Recommended additional context when available:

- `remote_ip`
- `subscription_id`

This context is for telemetry, policy, and audit only. It must not become app sync semantics.

---

## 10. Persistence

Parrhesia should persist enough sync control-plane state to survive restart:

- local server identity reference,
- configured ACL rules for sync principals,
- configured servers,
- whether a server is enabled,
- optional catch-up cursor or watermark per server,
- basic last-error and last-success markers.

Parrhesia does not need to persist application replay heads or winner state. That remains in the embedding application.

---

## 11. Relationship to Current Features

### BEAM cluster fanout

`Parrhesia.Fanout.MultiNode` is a separate feature.

It provides best-effort live fanout between connected BEAM nodes. It is not remote relay sync and is not a substitute for `Parrhesia.API.Sync`.

### Management stats

Current admin `stats` is relay-global and minimal.

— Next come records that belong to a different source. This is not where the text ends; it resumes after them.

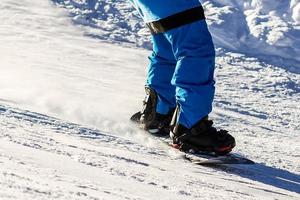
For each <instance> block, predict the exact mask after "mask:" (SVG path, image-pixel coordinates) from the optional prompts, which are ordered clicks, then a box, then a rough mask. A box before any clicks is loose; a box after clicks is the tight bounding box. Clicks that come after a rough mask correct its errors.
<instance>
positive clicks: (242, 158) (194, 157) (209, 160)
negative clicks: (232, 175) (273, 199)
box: [149, 133, 255, 166]
mask: <svg viewBox="0 0 300 200" xmlns="http://www.w3.org/2000/svg"><path fill="white" fill-rule="evenodd" d="M149 134H150V133H149ZM153 137H155V138H156V139H158V140H160V141H162V142H163V143H164V144H166V145H168V146H169V147H171V148H173V149H175V150H177V151H179V152H181V153H183V157H184V158H185V159H186V160H188V161H190V162H192V163H193V164H197V165H207V166H209V165H211V166H213V165H253V164H255V162H254V161H252V160H250V159H248V158H246V157H244V156H242V155H239V154H237V153H229V154H226V155H222V156H220V155H216V154H214V153H211V152H193V151H190V152H183V151H180V150H179V149H176V148H174V147H173V146H172V145H171V139H170V138H169V137H167V136H153Z"/></svg>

Sync adds a new dimension:

- peer config,
- worker state,
- per-peer counters,
- sync health summary.

That should be exposed without coupling it to app-specific sync semantics.

---

## 12. Tribes Usage

For Tribes, `AshNostrSync` should be able to:

1. rely on Parrhesia’s local server identity,
2. register one or more remote relays with `Parrhesia.API.Sync.put_server/2`,
3. grant sync ACLs for trusted server-auth pubkeys,
4. provide narrow Nostr filters for `kind: 5000`,
5. observe sync health and counters,
6. consume events via the normal local Parrhesia ingest/query/stream surface.

Tribes should not need Parrhesia to know:

- what a resource namespace means,
- which node pubkeys are trusted for Tribes,
- how to resolve conflicts,
- how to apply an upsert or delete.

That is the key boundary.